[Sci-Tech NOW] KAIST exposes subtle age bias in ChatGPT-4o’s AI responses

Byeongku Lee


From left, Hong Wan, KAIST doctoral student, and Professor Choi Moon-jung. Provided by KAIST

From left, Hong Wan, KAIST doctoral student, and Professor Choi Moon-jung. Provided by KAIST

■ KAIST announced on the 28th that a research team led by Professor Choi Moon-jung at the Graduate School of Science and Technology Policy has quantitatively analyzed that the responses of the generative artificial intelligence model “ChatGPT-4o” embed subtle age stereotypes toward older adults. The findings were published in the February 2026 special issue of the international gerontology journal The Gerontologist. The team collected 900 texts by using neutral prompts that asked the model to describe the characteristics of age groups in 10-year intervals from 10 to 90 years old, and applied the Stereotype Content Model (SCM) to analyze the dimensions of “warmth” and “competence.” The analysis showed that for groups aged 60 and older, scores for warmth—such as kindness and consideration—were high, while competence—such as ability and expertise—tended to be expressed at lower levels than for younger age groups.
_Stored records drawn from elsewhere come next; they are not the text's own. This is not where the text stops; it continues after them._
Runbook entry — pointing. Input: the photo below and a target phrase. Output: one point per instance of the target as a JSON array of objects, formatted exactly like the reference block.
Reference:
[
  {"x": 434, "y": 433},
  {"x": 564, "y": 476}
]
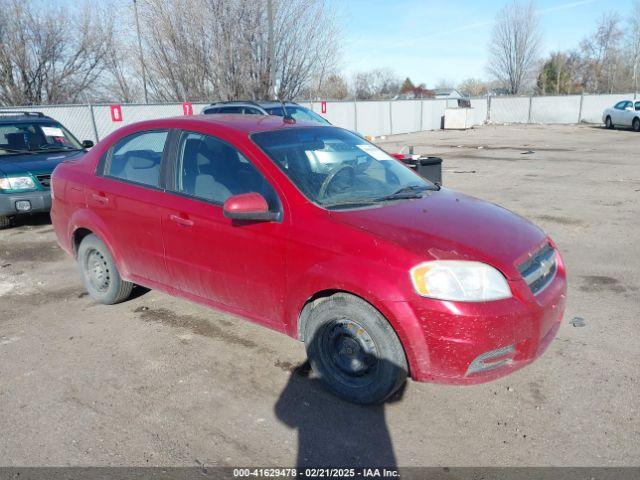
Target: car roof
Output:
[
  {"x": 251, "y": 103},
  {"x": 30, "y": 117},
  {"x": 231, "y": 122}
]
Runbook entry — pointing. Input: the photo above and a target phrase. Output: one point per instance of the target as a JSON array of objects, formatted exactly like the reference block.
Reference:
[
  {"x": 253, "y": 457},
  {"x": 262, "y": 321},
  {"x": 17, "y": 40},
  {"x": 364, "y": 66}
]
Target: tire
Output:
[
  {"x": 99, "y": 272},
  {"x": 5, "y": 222},
  {"x": 354, "y": 350}
]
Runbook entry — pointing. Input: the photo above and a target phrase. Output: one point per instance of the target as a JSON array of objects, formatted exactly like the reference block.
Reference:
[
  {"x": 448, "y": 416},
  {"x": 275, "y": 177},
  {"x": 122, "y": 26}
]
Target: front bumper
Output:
[
  {"x": 468, "y": 343},
  {"x": 39, "y": 201}
]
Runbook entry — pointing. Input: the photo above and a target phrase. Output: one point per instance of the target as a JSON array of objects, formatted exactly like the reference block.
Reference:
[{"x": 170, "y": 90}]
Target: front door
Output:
[
  {"x": 240, "y": 265},
  {"x": 125, "y": 196}
]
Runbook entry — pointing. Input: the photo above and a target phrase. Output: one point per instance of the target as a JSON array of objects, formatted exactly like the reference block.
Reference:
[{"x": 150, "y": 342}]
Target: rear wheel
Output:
[
  {"x": 608, "y": 123},
  {"x": 100, "y": 274},
  {"x": 354, "y": 350},
  {"x": 5, "y": 222}
]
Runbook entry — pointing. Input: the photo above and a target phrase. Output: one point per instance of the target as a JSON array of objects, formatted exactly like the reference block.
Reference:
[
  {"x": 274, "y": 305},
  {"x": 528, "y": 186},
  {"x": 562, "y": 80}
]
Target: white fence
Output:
[{"x": 375, "y": 118}]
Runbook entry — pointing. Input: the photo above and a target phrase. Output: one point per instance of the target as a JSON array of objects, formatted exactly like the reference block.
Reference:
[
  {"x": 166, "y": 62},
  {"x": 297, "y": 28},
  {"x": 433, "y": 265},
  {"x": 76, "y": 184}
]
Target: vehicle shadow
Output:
[
  {"x": 33, "y": 220},
  {"x": 333, "y": 432}
]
In addition, as age increased, expressions related to assertiveness, which reflect confidence and leadership, decreased, indicating that AI can portray older adults as wise and benevolent while depicting them as having lower agency and proactiveness. The research team pointed out that repeated exposure to such expressions may reinforce social prejudice against older adults and lead to digital ageism.

■ Ulsan National Institute of Science and Technology (UNIST) announced on the 26th that a research team led by Professor Yoon Seonghwan at the Graduate School of Artificial Intelligence has identified, from the perspective of loss landscape flattening, why multimodal artificial intelligence (AI) learns more accurately and stably than single-modal AI. The results will be presented at the International Conference on Machine Learning (ICML 2026), a leading international conference in AI. Multimodal learning is a method in which AI uses different forms of data together—such as images, speech, and text—to better understand the same object or situation. The team explained that when data from multiple modalities are learned jointly, the loss landscape becomes flatter, thereby enhancing robustness so that the model can respond stably even to situations it has not encountered during training. They also mathematically introduced a “convolutional smoothing effect,” in which different data types mitigate rough variations in error as if averaging them out, and proposed distribution-based multimodal learning (DML), which re-pairs different modality data within the same target class. Researcher Lee Jaejun of the UNIST Graduate School of Artificial Intelligence participated as first author, and the team reported that DML outperformed conventional fixed-pair learning in image–text retrieval and classification experiments.

■ Gwangju Institute of Science and Technology (GIST) announced on the 28th that it held the “GIST Integration and Innovation Forum” at the GIST Oryong Hall on June 26 and presented a vision for a science and technology-based innovation ecosystem in preparation for the era of the integrated Jeonnam–Gwangju Special City. The forum brought together about 100 participants from GIST and industry, academia, research institutes, and government to discuss regional growth strategies for the age of AI transformation (AX) and wide-area integration. On the same day, GIST also held the opening ceremony for the Startup Innovation Promotion Center and signed a memorandum of understanding with the Chonnam National University Industry-Academic Cooperation Foundation and the KENTECH Value Creation Center of the Korea Institute of Energy Technology (KENTECH) to promote regional innovation, technology startups, and commercialization. The Startup Innovation Promotion Center will operate as a dedicated organization that provides integrated support for commercialization of research成果, technology startups, investment linkage, and industry–academia cooperation. At the forum, Professor Kim Jae-kwan of the Department of Biomedical Science and Engineering, Dean Kim Kanguk of the School of Information and Communications, Professor Park Kihong of the Department of Environmental and Energy Engineering, and Special Professor Kwak Jaewon of the AI Graduate School of Policy and Strategy gave presentations on topics such as AI semiconductors, energy, deep-tech startups, and visions for the coexistence of humans, AI, and the Earth. GIST President Lim Ki-cheol stated, “By using the Startup Innovation Promotion Center as a hub to connect research, startups, and industry, we will take the lead in enabling Gwangju and Jeonnam to emerge as a core driver of Korea’s future growth.”